Malgré une évidente sensibilité relationnelle envers les voitures (même les plus amochées), je ne suis pas ce qu’on appelle un gars de «char». De plus, avec l’arrivée des enfants, je me suis tourné vers des véhicules pépères sans trop de personnalité, mais qui roulaient décemment et permettait d’assurer un niveau décent de sécurité.
Non, vraiment, les voitures, ça ne m’intéresse pas. Une voiture, ça sert à aller du point A au point B, voilà tout. Au point où j’ai acheté mes deux dernières voitures par courriel, sans les essayer, au grand étonnement du vendeur pour qui c’était la première expérience virtuelle. Rien ne m’ennuie plus que le baratin des vendeurs et les négociations pour ajouter un toit ouvrant.
Rouler électrique
Mais ces jours-ci, alors que ma familiale tombe en déchéance, je suis en train de penser à l’achat électrique. L’événement Branchez-vous 2014, qui a eu lieu au circuit Gilles-Villeneuve, a suscité mon intérêt. J’ai donc demandé à l’équipe de L’actualité de me trouver un accès de presse. Comme blogueur, ça devrait aller.
Vous lirez ici le résultat. Profitez-en, je ne ferai pas souvent des chroniques de «char» !
Mais comme je m’y connais fort peu en «chars», j’ai amené mon fils avec moi, un vrai connaisseur qui peut vous défiler les caractéristiques de tout bolide sur quatre roues. Vous en doutez ? Je l’ai déjà entendu s’obstiner longuement avec le cinéaste Bernard Émond à propos du moteur de la Corvette 1972. Pouces cubes, etc. Ah bon, vous ne saviez pas ? Le sévère cinéaste est un grand lecteur de la mythique revue Road and Track. Ben oui, je vous le jure.

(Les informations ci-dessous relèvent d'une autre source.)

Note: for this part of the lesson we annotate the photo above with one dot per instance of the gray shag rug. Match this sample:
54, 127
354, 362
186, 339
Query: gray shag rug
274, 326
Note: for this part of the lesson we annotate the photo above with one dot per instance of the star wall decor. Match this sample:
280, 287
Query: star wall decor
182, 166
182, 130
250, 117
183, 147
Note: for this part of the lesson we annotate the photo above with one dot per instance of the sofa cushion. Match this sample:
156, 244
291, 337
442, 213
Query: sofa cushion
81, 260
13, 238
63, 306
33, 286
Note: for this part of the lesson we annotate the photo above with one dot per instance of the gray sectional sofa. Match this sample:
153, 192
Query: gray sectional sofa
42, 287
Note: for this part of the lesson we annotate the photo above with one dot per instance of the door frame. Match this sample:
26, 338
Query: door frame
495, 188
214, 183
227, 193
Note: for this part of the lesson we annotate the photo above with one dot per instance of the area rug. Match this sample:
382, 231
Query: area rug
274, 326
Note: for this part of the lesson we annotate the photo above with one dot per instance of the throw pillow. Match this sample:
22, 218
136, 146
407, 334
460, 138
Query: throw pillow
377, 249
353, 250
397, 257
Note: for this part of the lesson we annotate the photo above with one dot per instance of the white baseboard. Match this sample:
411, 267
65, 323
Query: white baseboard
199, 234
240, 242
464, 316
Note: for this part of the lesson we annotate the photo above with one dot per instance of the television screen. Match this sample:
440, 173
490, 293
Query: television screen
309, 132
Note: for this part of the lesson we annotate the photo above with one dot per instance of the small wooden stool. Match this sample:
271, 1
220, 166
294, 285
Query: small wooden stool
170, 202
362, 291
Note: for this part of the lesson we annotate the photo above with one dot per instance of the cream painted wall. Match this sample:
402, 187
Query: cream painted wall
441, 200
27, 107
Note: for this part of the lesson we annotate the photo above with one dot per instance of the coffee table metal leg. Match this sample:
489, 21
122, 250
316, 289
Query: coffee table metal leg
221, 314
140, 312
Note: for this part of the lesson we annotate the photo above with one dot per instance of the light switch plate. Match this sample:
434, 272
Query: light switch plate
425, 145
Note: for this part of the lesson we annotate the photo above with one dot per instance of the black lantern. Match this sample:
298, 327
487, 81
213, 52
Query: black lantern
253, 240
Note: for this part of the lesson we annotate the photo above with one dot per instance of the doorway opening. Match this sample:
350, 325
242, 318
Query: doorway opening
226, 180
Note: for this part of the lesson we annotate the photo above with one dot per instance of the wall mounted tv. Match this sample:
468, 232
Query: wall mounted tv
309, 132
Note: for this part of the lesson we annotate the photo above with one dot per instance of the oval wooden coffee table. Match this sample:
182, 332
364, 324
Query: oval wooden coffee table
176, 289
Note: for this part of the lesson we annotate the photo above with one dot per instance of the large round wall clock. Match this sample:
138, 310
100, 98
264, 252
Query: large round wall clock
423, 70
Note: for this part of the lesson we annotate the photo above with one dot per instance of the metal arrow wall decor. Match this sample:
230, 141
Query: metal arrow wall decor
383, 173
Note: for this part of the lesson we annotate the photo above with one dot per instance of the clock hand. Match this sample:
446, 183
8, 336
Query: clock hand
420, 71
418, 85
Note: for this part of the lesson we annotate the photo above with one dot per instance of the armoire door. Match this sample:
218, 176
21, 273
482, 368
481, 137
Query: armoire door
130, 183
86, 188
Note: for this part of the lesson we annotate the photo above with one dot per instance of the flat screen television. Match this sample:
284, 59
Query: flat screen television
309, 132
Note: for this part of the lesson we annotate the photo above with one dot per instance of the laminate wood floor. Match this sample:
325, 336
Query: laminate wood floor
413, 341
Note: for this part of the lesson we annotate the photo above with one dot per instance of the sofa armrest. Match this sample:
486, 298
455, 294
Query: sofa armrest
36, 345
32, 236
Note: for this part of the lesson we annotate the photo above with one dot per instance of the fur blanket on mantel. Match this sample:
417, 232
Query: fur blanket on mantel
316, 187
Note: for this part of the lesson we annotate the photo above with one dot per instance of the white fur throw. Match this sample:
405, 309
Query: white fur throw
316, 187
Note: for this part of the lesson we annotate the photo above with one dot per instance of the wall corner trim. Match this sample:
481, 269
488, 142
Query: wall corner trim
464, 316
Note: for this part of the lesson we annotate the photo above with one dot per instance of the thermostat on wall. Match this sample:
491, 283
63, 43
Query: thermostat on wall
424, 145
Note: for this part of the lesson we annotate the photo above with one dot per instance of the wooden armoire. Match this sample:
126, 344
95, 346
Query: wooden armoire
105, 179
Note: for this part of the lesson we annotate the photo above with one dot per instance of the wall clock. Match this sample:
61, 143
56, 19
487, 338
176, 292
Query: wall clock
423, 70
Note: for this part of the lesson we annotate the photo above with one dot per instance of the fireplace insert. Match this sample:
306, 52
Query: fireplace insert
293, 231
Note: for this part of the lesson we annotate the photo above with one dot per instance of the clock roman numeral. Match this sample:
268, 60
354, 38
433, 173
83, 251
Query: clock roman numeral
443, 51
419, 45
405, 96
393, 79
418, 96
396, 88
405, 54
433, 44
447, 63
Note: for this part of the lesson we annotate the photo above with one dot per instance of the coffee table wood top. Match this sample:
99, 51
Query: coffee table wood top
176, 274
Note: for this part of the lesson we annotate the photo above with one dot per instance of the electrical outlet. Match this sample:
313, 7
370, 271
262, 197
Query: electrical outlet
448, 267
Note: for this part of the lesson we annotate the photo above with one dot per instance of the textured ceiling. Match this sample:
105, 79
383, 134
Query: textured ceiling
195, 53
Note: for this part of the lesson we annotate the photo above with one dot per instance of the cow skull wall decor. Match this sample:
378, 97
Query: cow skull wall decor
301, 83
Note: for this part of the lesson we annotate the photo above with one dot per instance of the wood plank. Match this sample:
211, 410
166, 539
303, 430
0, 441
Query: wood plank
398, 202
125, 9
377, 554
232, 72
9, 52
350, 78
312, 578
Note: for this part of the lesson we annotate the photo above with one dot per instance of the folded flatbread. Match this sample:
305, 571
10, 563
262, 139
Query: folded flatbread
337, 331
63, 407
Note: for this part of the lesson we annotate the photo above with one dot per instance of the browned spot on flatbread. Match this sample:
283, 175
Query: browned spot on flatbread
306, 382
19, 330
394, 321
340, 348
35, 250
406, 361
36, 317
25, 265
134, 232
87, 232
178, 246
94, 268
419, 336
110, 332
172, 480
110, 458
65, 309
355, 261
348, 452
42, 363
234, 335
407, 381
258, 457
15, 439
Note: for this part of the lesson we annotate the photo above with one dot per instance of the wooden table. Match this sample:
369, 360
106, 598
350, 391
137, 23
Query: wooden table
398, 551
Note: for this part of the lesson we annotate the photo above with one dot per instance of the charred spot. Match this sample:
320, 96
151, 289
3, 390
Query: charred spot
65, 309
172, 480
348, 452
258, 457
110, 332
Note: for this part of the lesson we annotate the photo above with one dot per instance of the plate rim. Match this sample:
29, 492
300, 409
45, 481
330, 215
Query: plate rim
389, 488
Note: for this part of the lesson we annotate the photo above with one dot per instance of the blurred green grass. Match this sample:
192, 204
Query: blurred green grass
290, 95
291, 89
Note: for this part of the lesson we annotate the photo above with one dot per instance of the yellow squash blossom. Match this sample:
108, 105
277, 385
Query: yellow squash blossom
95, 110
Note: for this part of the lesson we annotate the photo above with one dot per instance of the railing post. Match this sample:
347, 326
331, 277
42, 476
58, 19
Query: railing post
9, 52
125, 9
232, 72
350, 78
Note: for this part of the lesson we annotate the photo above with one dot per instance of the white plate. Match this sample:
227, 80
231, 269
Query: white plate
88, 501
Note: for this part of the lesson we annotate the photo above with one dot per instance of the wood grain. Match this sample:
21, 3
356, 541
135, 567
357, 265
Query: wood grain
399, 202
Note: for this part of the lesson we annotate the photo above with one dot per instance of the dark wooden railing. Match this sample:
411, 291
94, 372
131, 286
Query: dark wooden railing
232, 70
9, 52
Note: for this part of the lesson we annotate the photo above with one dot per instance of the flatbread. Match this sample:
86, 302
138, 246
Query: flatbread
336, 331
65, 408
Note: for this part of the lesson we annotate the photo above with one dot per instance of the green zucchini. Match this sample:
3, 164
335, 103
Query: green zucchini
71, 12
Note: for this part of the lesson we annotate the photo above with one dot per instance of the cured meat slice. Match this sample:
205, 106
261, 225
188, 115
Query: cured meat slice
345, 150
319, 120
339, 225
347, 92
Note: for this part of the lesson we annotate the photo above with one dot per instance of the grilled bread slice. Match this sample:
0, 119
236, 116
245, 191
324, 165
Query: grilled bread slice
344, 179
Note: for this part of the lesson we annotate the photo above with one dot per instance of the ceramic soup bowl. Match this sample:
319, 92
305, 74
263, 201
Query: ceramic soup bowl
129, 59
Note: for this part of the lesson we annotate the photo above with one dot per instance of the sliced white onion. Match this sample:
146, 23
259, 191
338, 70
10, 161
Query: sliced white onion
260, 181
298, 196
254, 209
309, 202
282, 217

Quoi qu’il en soit, nous nous sommes rendus au célèbre circuit, avec l’idée de pouvoir tester la quinzaine de modèles branchables qui sont offerts sur le marché. Lui souhaitait surtout conduire une Tesla, le nec plus ultra de ces voitures qui roulent sur les électrons plutôt que le carbone.
Le sympathique événement, qui se déroulait sur deux jours, visait certains objectifs — notamment battre le record Guinness du plus grand nombre de voitures électriques rassemblées en un même lieu. Pari réussi, avec 431 voitures électriques branchables ! Je pourrai dire à mes petits-enfants que j’étais là.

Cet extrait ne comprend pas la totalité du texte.